The only workable solution is for honest, ethical, productive, benevolent humans like you, me, and others to buy as much physical as we possibly can, and hide it away where the predators cannot find it.  And do not give it up, under any circumstances.  If you have to leave the country to prevent them taking it back... do so.  Or whatever else it takes.

Squid-puppets a-go-go's picture

yes, but - as i mentioned above - when one 'predator that be' attacks another 'predator that be' a judge has no option but to apply the basic principles of justice. 

honestann's picture

No, a judge can do whatever he wishes.  Usually that means favor whoever makes him a better offer [for immediate or future favors], or who can find more incriminating evidence to hold against him.  What a typical judge NEVER considers is... justice.

BigJim's picture

Honestann - You're right, of course, but one of the best things any person can do is make more people aware of this fact.

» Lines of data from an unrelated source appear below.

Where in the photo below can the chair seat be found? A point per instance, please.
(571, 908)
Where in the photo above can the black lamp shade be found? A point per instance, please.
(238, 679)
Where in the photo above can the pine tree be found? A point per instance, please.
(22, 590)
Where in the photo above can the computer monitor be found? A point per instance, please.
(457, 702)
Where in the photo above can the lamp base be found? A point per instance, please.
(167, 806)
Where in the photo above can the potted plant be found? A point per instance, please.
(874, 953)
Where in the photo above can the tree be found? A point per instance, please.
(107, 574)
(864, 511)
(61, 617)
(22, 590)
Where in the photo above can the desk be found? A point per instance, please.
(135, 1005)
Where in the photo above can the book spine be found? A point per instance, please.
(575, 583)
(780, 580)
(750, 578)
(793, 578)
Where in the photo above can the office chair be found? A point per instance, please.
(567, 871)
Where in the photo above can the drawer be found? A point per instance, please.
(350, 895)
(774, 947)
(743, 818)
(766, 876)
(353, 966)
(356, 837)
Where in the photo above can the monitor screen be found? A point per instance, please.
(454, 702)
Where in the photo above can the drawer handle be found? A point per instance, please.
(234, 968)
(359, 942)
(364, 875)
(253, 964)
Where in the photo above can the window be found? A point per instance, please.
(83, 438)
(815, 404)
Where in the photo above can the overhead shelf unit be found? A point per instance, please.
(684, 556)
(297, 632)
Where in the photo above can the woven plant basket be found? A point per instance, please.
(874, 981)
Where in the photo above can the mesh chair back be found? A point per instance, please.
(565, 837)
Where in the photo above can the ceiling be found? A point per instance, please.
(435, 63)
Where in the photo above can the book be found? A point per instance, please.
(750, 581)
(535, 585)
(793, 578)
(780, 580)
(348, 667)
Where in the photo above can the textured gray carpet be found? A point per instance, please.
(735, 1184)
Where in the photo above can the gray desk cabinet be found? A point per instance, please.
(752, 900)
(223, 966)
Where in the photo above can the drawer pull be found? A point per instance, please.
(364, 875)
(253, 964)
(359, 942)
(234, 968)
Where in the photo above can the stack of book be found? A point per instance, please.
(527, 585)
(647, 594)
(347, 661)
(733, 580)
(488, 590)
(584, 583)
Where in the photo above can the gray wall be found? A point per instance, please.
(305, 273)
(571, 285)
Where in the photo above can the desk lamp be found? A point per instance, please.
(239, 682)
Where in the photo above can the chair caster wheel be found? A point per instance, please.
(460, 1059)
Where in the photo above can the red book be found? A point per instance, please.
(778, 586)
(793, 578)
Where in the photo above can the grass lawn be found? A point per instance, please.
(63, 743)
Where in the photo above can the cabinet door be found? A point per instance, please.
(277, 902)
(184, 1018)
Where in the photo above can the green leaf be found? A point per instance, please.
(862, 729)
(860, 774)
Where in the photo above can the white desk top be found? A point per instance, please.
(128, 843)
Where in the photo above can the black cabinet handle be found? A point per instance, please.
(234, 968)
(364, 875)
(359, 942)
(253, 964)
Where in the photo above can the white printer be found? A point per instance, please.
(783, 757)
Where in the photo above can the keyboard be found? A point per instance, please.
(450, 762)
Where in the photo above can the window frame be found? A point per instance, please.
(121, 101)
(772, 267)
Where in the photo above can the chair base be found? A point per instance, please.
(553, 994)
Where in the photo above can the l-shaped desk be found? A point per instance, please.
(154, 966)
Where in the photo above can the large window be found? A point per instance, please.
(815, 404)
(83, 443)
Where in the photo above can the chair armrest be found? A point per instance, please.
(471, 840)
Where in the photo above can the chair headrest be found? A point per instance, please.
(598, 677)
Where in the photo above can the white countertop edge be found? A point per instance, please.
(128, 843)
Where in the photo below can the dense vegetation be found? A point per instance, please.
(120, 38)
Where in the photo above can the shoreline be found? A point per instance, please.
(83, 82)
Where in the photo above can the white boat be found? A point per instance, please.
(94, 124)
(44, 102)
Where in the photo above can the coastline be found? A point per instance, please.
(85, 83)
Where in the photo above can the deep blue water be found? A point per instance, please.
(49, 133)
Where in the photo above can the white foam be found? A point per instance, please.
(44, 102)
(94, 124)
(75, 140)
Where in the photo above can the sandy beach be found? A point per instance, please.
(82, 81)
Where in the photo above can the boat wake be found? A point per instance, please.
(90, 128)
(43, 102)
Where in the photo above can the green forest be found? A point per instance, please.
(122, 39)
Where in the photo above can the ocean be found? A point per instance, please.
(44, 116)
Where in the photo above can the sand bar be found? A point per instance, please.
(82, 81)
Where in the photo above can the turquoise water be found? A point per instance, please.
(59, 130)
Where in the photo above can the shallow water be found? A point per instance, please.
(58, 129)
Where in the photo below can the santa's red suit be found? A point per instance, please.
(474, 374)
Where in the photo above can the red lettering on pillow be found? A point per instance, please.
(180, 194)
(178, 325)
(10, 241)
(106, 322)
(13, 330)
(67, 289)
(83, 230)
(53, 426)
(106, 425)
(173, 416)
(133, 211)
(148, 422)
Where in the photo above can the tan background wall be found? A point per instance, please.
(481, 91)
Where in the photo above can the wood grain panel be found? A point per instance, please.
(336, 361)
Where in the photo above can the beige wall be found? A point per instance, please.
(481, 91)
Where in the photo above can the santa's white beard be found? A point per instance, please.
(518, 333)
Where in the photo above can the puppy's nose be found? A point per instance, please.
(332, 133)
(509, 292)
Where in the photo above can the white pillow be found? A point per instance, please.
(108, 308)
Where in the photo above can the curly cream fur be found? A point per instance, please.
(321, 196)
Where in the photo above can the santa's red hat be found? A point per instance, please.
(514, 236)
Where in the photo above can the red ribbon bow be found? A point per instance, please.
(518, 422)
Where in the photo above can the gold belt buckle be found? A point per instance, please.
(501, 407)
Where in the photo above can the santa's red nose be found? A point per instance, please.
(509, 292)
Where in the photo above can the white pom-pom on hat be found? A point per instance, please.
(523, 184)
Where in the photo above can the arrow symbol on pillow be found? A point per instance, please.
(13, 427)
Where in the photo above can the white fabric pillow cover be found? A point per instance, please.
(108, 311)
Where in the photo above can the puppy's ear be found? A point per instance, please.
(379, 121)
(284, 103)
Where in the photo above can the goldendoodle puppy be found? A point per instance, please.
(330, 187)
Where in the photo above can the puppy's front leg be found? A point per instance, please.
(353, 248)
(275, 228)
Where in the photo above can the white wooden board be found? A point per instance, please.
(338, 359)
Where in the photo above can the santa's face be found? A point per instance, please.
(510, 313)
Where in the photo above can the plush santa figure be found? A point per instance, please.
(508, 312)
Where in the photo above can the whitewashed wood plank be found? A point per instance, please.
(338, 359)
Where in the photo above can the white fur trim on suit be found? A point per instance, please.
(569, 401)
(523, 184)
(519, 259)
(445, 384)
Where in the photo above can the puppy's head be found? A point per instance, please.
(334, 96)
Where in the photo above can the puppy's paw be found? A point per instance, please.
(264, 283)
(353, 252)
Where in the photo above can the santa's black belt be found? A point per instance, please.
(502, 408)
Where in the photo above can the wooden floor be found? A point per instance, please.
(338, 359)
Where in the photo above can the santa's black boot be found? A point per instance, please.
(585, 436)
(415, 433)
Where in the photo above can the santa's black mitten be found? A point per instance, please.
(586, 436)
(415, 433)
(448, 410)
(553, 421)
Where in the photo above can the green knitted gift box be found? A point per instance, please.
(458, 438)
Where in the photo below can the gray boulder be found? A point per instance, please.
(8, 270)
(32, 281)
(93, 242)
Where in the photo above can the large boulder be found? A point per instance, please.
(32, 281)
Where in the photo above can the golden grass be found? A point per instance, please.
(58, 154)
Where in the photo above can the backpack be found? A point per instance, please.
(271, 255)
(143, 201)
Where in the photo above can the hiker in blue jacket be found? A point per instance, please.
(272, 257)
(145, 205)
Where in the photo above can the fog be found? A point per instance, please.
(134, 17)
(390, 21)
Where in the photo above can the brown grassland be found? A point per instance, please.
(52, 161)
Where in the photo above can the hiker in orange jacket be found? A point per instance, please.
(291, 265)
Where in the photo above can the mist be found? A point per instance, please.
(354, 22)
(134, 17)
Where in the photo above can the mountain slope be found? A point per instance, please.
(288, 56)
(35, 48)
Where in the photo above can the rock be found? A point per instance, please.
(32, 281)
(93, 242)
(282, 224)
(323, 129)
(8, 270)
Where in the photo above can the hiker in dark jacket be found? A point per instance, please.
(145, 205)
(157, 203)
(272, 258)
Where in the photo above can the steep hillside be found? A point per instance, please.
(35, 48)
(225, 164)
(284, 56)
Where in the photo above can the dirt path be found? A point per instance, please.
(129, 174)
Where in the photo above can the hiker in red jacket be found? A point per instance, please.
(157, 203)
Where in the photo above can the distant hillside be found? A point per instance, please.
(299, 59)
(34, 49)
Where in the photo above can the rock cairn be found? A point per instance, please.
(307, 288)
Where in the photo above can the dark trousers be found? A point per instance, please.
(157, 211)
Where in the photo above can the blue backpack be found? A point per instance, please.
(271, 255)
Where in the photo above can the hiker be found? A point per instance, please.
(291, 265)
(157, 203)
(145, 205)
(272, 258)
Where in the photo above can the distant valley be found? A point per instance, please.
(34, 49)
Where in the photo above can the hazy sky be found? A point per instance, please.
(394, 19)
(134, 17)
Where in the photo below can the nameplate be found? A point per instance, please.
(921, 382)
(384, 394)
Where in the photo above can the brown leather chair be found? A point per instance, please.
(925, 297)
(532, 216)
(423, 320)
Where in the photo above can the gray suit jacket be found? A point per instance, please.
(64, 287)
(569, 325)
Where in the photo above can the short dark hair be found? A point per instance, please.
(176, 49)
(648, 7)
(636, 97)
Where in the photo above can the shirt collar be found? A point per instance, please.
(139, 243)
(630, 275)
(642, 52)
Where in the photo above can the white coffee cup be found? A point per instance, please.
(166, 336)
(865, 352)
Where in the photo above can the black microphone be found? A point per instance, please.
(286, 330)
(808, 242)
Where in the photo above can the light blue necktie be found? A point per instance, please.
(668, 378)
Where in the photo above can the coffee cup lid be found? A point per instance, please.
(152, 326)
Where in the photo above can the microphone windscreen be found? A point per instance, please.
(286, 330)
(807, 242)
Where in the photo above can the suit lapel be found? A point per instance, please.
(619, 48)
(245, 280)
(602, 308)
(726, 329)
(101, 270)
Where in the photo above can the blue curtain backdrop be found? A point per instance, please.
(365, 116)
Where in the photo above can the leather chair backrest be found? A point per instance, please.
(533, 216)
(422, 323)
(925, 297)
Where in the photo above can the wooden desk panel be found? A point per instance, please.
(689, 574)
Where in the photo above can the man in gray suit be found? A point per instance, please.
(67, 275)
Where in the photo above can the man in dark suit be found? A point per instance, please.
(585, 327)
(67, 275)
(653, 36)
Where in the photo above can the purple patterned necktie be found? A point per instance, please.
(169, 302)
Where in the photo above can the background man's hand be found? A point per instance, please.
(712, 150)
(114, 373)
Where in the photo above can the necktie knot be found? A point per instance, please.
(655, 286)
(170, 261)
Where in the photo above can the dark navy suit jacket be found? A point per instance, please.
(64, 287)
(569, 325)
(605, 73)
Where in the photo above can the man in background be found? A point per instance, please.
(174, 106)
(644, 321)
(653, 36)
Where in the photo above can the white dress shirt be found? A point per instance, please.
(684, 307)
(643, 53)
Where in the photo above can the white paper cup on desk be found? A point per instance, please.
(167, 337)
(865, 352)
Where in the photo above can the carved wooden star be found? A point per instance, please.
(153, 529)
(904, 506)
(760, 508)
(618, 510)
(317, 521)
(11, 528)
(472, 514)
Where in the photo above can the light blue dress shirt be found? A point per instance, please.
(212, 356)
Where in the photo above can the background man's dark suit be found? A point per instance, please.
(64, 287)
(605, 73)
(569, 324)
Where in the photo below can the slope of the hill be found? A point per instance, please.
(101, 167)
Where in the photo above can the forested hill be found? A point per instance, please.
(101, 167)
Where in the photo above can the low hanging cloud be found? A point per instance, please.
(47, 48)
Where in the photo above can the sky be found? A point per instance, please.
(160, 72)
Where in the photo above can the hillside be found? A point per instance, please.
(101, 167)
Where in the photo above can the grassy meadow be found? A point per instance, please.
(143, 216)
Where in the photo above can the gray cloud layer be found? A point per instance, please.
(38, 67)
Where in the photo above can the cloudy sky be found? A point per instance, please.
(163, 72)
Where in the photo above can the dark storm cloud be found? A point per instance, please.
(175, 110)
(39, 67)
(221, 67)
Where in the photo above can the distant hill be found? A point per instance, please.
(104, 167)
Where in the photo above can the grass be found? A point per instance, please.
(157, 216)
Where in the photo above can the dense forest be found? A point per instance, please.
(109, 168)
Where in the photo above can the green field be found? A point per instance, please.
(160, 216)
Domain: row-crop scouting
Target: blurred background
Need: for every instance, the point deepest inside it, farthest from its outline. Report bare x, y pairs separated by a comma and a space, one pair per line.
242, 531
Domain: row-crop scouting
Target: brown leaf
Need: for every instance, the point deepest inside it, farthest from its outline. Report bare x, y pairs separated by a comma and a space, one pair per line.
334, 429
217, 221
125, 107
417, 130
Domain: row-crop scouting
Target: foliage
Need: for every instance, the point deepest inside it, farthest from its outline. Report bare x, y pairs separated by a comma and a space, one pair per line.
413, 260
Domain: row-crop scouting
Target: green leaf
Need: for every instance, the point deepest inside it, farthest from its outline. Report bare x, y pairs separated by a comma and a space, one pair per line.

So even though Ted Butler (probably) would agree with you that his legal actions are - in themselves - pointless, he probably believes that playing it 'straight' is more likely to inform the uninformed than just saying 'look what a bunch of corrupt monkeys they are'.

The only thing that will change all this is if enough people wake up to it. And the more people like Ted Butler shout and holler, the more people will do just that.

honestann's picture

He has done a great job of hollering, and good for him if he continues.  But the "payback" for playing legal games is vastly less than his prior actions.  Why waste his time, effort and huge quantities of funds... when that time, effort and money is more effective otherwise.

Remember, no judge will find for him, so the net result will be to convince MORE people that "there's no smoke or fire here" (because most people are still terminally naive). 

MeelionDollerBogus's picture

No they're not. They don't hear it, don't care. Won't care until there's guillotines in public squares and then they'll accuse every gold holder of being an elite bankster even if you had only 1 coin inherited from grandma and they'll say anyone with beans and bullets is a terrorist and demand all of them to the guillotines or mass graves or burn their homes to the ground too.
What's coming is ugly.

Who was that masked man's picture

Actually, all markets are manipulated and always have been.  That's what a market is.  Everytime someone buys or sells, that transaction will change (manipulate) that market.